5. First Congregational Church
The first congregational church was established in 1844 and remains a significant part of the Underground Railroad route. Refugees were hidden in the basement as they traveled towards boats that would eventually lead them to freedom in Canada. The church, in order to preserver the legacy of its history for researchers and educators, created the Living Museum, a storytelling simulation of the story of the Underground Railroad, where guests can experience and see first-hand the history of this significant time in history.

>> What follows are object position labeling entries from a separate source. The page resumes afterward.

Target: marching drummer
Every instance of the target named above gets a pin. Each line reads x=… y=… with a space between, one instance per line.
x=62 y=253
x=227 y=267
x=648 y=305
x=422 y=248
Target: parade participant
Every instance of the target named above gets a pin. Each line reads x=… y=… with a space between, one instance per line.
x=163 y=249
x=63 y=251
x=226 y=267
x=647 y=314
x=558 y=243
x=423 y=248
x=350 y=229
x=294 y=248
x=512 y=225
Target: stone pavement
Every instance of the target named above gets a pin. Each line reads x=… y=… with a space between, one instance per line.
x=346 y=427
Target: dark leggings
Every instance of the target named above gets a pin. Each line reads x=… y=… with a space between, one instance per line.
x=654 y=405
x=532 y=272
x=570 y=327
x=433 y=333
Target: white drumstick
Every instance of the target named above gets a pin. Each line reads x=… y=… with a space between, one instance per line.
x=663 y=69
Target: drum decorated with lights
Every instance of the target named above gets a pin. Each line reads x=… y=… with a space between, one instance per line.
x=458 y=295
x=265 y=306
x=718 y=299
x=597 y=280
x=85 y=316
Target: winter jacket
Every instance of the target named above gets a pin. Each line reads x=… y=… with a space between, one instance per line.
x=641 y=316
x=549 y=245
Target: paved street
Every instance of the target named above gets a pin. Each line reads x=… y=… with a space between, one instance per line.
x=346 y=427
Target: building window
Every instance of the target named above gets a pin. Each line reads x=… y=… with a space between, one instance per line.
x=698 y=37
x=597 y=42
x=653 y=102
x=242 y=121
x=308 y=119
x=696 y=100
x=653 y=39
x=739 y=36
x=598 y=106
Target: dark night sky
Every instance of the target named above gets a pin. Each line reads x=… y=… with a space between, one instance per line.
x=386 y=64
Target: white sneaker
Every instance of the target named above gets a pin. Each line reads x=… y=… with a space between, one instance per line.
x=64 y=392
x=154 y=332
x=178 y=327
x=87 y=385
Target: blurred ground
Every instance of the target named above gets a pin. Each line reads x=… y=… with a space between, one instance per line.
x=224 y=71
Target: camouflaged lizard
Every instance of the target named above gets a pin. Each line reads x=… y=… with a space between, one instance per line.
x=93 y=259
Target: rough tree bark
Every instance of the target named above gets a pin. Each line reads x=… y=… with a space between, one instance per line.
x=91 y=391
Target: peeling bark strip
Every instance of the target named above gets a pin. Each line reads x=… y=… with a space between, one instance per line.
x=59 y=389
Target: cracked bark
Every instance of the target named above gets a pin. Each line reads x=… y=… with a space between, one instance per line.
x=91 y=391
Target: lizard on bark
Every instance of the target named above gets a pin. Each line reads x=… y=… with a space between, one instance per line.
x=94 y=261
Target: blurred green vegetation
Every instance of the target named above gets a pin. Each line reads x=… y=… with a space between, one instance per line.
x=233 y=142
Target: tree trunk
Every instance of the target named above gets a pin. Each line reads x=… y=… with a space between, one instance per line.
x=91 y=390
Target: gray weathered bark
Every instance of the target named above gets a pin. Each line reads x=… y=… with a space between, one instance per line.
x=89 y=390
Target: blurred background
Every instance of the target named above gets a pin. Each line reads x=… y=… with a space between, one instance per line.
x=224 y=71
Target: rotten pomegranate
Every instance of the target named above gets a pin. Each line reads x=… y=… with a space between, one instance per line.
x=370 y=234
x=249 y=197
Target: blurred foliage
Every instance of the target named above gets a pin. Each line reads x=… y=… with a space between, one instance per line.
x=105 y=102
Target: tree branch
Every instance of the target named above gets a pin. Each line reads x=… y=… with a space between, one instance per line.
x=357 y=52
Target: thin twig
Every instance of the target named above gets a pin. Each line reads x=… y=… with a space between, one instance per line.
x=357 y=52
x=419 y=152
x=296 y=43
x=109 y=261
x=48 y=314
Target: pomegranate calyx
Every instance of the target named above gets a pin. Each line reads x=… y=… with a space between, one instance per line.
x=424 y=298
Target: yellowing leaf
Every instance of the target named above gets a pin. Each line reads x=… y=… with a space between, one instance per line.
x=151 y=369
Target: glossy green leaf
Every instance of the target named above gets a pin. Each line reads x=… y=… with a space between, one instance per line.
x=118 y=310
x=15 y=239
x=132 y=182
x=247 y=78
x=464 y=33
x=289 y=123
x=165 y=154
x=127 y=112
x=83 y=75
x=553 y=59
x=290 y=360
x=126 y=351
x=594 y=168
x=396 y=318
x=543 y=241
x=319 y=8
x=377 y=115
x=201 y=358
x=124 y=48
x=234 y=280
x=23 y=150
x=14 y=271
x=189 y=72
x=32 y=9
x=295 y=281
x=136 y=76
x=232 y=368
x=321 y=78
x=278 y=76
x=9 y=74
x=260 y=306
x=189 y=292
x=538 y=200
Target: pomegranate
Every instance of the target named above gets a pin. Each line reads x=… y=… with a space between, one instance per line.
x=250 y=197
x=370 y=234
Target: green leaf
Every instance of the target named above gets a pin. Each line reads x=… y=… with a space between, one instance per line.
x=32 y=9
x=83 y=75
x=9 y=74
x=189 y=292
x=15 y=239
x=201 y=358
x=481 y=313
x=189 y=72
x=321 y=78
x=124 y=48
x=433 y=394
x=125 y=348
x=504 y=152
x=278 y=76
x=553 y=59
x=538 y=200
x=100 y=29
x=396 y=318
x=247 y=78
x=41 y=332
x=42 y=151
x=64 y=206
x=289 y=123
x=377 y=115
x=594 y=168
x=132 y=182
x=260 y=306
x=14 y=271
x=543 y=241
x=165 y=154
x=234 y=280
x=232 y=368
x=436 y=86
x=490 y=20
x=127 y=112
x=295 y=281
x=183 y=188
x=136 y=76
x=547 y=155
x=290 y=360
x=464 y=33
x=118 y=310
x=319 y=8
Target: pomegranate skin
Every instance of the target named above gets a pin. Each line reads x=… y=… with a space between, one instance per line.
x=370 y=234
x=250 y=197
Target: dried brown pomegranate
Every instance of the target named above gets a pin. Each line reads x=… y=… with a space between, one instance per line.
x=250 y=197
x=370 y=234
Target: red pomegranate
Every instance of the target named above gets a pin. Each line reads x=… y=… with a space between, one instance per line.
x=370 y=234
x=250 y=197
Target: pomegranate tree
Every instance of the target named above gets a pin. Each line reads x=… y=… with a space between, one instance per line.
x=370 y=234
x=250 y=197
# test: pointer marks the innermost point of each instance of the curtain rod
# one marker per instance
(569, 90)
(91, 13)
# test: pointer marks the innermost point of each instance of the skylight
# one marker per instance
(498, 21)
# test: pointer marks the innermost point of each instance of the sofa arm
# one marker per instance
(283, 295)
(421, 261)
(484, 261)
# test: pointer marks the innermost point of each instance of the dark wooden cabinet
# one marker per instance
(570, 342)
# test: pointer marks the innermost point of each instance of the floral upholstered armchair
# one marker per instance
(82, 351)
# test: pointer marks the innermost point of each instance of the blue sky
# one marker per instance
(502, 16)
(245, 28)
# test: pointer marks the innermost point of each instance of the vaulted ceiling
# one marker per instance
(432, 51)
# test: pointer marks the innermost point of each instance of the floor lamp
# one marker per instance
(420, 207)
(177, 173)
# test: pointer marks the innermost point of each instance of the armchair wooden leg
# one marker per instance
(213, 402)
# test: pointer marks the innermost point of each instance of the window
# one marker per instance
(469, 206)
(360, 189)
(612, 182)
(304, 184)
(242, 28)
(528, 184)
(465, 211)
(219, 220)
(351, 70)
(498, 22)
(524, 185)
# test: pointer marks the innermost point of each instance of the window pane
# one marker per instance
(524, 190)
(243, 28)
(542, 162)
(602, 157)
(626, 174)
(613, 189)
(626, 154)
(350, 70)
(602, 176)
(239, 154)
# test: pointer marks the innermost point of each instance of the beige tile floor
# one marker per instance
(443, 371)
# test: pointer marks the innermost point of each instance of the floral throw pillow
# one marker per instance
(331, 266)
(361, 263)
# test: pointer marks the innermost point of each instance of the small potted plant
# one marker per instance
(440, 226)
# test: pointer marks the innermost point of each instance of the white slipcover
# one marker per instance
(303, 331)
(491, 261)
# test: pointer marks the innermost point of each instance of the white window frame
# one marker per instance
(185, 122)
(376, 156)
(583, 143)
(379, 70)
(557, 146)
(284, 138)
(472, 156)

Where: 33 E Forest Ave, Detroit, MI 48201
Have you ever heard of “Hitsville U.S.A.?” That’s the nickname given to Motown Records’ first headquarters, and it resides here in the Motown Museum. Opened by Esther Gordy Edwards, the original Motown Records executive and sister of founder Berry Gordon, Motown Museum is a homage to the legacy and talent of many Black musicians that emerged in Detroit. The Supremes, Marvin Gay, Aretha Franklin, and The Jackson 5 just to name a few. The museum will reopen to the public on Thursday, February 18th, and you can book a tour here.
Where: 2648 W Grand Blvd, Detroit, MI 48208
The Plowshares Theater Company amplifies the African American voice through plays, performances, and stories. It established in 1989 as one of the first African-American theaters in Detroit and is recognized as the only one professional African-American theater house in Michigan. Experience a theater that nurtures established and rising artists that’ll make you feel like you’re on Broadway.
Where: 440 Burroughs St #185, Detroit, MI 48202
This museum can tell the story of its impact just through its name. A place that details the innovation and impact of America through its foreword thinking. Rosa Parks’ impact is memorialized here through the renovated 1955 bus that she sat in that historical day. Ford also offered Black Detroiters economic opportunities through his automobile factory, boosting the abilities for Black members to gain better jobs during this time, making this one of Detroit’s best stops on a historical tour around Detroit. Book your tickets for a tour here.